L’un des microbes les plus résistants de la Terre pourrait survivre près de la surface de Mars beaucoup plus longtemps qu’on ne le pensait auparavant, selon des recherches. Les résultats augmentent la probabilité que la vie microbienne puisse encore exister sur la planète rouge. Les détails de l’étude sont publiés dans la revue Astrobiology.
L’environnement martien est impitoyable. Les conditions y sont très sèches et glaciales (-63°C) aux latitudes moyennes, tandis que la surface est constamment bombardée de rayonnements cosmiques et solaires. Pour déterminer si la vie pourrait ou non survivre à de telles conditions, une équipe dirigée par Michael Daly, de l’Uniformed Services University of the Health Sciences (Maryland), a d’abord cherché à déterminer les limites de survie de la vie microbienne aux rayonnements ionisants.
Dans le cadre de ces travaux, les chercheurs ont testé une demi-douzaine de microbes et de champignons – tous « extrêmophiles » – pour voir combien de temps ces derniers pourraient survivre dans un environnement simulant les latitudes moyennes de Mars (températures, lumière ultraviolette, rayons gamma, etc).
Les chercheurs ont ensuite mesuré la quantité d’antioxydants de manganèse accumulés dans les cellules desdits microbes. Les antioxydants de manganèse se forment à la suite d’une exposition aux radiations. En résumé, plus ils se forment, plus les organismes peuvent résister aux radiations.
Conan la bactérie
L’un de ces microbes est sorti du lot : Deinococcus radiodurans, aussi appelée Conan la bactérie. Il s’agit de l’un des organismes les plus résistants au monde.

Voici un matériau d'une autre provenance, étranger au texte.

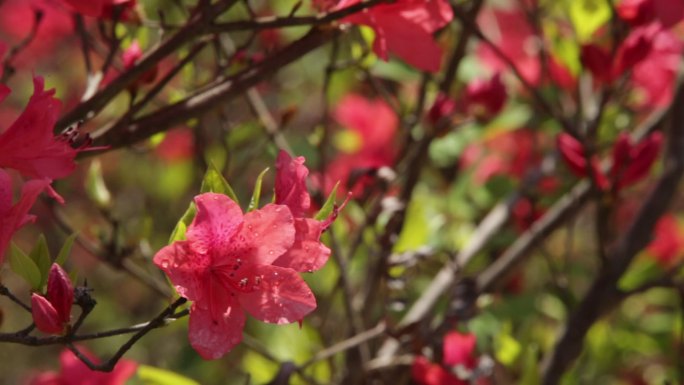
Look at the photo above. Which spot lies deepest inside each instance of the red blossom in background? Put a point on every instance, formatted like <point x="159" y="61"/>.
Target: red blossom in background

Radiations ionisantes, vide sidéral, acide, UV, dessèchement, faim ou encore températures extrêmes, cette bactérie s’adapte en toutes circonstances, ou presque. Elle fut découverte en 1956 par un chercheur américain qui tentait de stériliser des boîtes de corned-beef en les soumettant à des rayons gamma. À sa grande surprise, des colonies de Deinococcus radiodurans avaient survécu.
Les chercheurs ont découvert que Conan la bactérie pouvait absorber jusqu’à 28 000 fois plus de radiations que ce à quoi un humain peut survivre. Cette mesure a permis à l’équipe de Daly d’estimer combien de temps le microbe pourrait survivre à différentes profondeurs sur Mars.
Des expériences précédentes, dans lesquelles Conan la bactérie avait été suspendue dans de l’eau soumise à des radiations comme celles trouvées sur Mars, avaient indiqué que le microbe pouvait survivre sous la surface de Mars pendant 1,2 million d’années. Ces expériences ont montré qu’une telle bactérie pourrait en réalité survivre à environ dix mètres sous la surface de Mars pendant 280 millions d’années.
Notez que cette durée de vie serait réduite à 1,5 million d’années si elle était enterrée à seulement dix centimètres sous la surface, et à quelques heures seulement en surface.
En mode « survie » malgré tout
Il y a entre 3,5 et 4 milliards d’années, l’environnement de Mars était relativement similaire à celui de la Terre. Désormais, les conditions de vie y sont infernales. L’équipe reconnaît cette complication, mais pense qu’une vie microbienne aurait pu s’adapter malgré tout.
« Bien que les Deinococcus radiodurans enterrés dans le sous-sol martien n’aient pas pu survivre en dormance pendant les 2 à 2,5 milliards d’années estimées depuis la disparition de l’eau courante sur Mars, ces environnements martiens sont régulièrement altérés et fondus par les impacts de météorites« , peut-on lire dans un communiqué. « Nous suggérons que la fonte périodique pourrait permettre un repeuplement et une dispersion intermittents.«
Pour sonder la présence de cette vie potentielle, les chercheurs préconisent de concentrer les travaux sur les grands cratères de moins de 280 millions d’années.
Le cratère Gale, sur lequel évolue Curiosity, est beaucoup plus ancien, formé il y a environ 3,8 milliards d’années. Le cratère Jezero Crater, qui supporte le rover Perseverance, est probablement aussi ancien. Cependant, il existe des cratère plus jeunes. Tooting Crater, par exemple, n’aurait que des centaines de milliers d’années seulement. Situé dans Amazonis Planitia, à l’ouest d’Olympus Mons, il mesure vingt-huit kilomètres de large.